Voici ce que Robert Reich, l’un des dix-sept membres de l’équipe de conseillers économiques de Barack Obama, a dit :
« Lorsqu’il s’avère plus avantageux de garder en vie une société en difficulté que de la laisser mourir, il existe une procédure légale bien établie permettant de la réorganiser – qu’on appelle le chapitre 11 du code des faillites. En vertu de cet article, les créanciers accusent certaines pertes, les actionnaires encore plus, et la tête de certains managers tombe. Les entreprises nettoient leurs comptes pour repartir en bonne santé. »

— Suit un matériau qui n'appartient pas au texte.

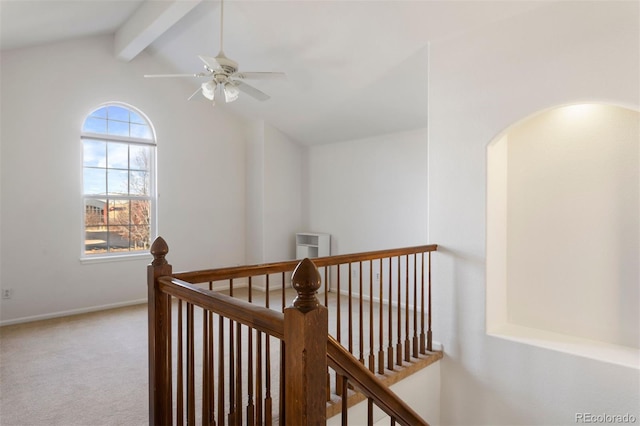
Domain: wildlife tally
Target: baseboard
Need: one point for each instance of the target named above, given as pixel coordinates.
(72, 312)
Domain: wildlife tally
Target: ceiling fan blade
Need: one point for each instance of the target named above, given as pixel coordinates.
(199, 91)
(201, 74)
(210, 61)
(259, 75)
(251, 91)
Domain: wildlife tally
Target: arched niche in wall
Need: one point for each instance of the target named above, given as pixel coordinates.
(563, 232)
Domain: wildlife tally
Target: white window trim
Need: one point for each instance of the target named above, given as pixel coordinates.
(153, 219)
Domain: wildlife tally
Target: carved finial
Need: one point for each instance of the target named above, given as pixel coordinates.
(159, 250)
(306, 280)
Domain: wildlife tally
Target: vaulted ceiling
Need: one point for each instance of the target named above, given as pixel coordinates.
(354, 68)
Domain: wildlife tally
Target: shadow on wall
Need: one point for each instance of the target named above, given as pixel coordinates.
(562, 225)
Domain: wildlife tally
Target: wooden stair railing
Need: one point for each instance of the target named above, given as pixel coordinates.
(305, 354)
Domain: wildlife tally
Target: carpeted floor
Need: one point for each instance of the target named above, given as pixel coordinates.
(88, 369)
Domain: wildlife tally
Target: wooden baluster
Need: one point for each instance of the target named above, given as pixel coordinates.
(399, 319)
(259, 406)
(232, 373)
(429, 334)
(372, 357)
(338, 329)
(326, 286)
(415, 306)
(250, 368)
(179, 373)
(350, 310)
(221, 371)
(305, 335)
(191, 360)
(212, 374)
(238, 398)
(422, 311)
(390, 343)
(344, 401)
(268, 414)
(381, 323)
(159, 335)
(283, 301)
(407, 312)
(282, 390)
(205, 367)
(360, 316)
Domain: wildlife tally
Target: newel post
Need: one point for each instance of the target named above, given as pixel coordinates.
(305, 334)
(159, 304)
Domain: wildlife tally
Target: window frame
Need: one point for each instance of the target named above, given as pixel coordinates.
(153, 193)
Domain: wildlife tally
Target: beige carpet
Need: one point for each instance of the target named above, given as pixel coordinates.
(87, 369)
(90, 369)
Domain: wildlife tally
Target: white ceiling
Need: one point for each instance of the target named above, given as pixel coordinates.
(354, 68)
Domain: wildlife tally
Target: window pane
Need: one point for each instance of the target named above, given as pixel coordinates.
(94, 153)
(95, 125)
(95, 240)
(118, 182)
(117, 169)
(94, 213)
(118, 238)
(140, 157)
(118, 212)
(139, 239)
(140, 212)
(118, 128)
(136, 118)
(139, 183)
(95, 181)
(118, 113)
(100, 113)
(118, 155)
(141, 131)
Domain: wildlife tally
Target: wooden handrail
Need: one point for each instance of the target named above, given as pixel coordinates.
(262, 319)
(301, 327)
(272, 323)
(344, 363)
(233, 272)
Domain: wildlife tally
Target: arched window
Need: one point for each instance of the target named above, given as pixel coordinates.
(119, 192)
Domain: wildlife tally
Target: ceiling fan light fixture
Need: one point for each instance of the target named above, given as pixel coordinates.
(231, 92)
(209, 90)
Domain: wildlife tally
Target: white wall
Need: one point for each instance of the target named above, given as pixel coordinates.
(426, 402)
(274, 193)
(283, 162)
(46, 93)
(573, 187)
(480, 84)
(370, 193)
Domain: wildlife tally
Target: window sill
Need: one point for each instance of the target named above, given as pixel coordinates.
(601, 351)
(116, 258)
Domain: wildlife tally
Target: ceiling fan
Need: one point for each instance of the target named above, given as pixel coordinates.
(223, 76)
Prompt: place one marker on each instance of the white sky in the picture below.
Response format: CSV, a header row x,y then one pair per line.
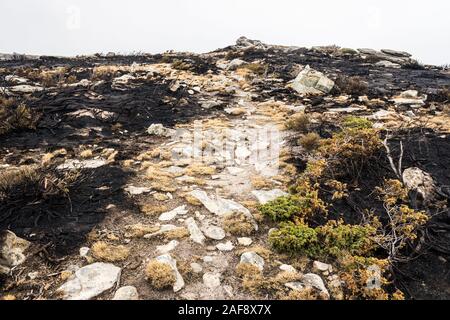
x,y
70,27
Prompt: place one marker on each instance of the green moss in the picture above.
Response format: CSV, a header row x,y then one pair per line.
x,y
357,123
282,209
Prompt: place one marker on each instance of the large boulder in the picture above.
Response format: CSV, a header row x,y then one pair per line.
x,y
310,81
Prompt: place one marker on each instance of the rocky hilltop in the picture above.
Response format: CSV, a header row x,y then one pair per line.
x,y
251,172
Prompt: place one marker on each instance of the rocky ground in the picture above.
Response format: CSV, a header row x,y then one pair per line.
x,y
141,177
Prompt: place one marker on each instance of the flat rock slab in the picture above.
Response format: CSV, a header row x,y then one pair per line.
x,y
267,196
90,281
166,216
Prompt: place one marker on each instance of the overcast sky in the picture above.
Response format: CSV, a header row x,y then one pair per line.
x,y
70,27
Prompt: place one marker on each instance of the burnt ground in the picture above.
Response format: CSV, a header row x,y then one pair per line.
x,y
74,116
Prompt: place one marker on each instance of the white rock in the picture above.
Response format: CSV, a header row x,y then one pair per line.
x,y
296,286
288,268
211,280
267,196
167,247
84,251
235,170
196,267
220,206
320,266
179,282
196,234
77,164
126,293
244,241
310,81
420,181
158,129
315,281
166,216
90,281
135,191
227,246
12,251
214,232
253,258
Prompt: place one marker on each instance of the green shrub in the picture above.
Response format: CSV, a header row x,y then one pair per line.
x,y
337,237
282,209
357,123
295,238
333,239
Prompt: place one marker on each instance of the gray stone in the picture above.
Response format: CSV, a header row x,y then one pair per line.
x,y
288,268
322,267
253,258
77,164
395,53
220,206
310,81
135,191
90,281
214,232
167,259
159,130
196,267
227,246
296,286
126,293
196,234
267,196
244,241
166,216
163,249
315,281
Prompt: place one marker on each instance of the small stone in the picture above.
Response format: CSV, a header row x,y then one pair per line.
x,y
179,282
288,268
196,234
227,246
90,281
244,241
315,281
214,232
168,247
211,280
172,214
135,191
126,293
253,258
320,266
296,286
266,196
84,251
196,267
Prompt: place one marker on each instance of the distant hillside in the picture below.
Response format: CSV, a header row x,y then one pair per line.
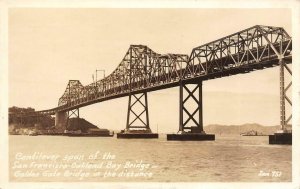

« Et les contribuables n’ont pas à débourser un centime. Pourquoi donc le département du Trésor substitue-t-il des renflouements publics au Chapitre 11 ? Même si on estime que les grandes banques de Wall Street et le géant de l’assurance AIG sont si importants pour l’économie nationale et internationale qu’on ne peut pas leur permettre de tomber, cela ne signifie pas pour autant qu’ils doivent être renfloués. On pourrait les redresser en les mettant sous la protection d’une procédure de faillite. (…) Le Trésor semble avoir perdu de vue son véritable client. Ce ne sont pas les créanciers, actionnaires et directeurs de ces firmes. Son seul client est le peuple américain. »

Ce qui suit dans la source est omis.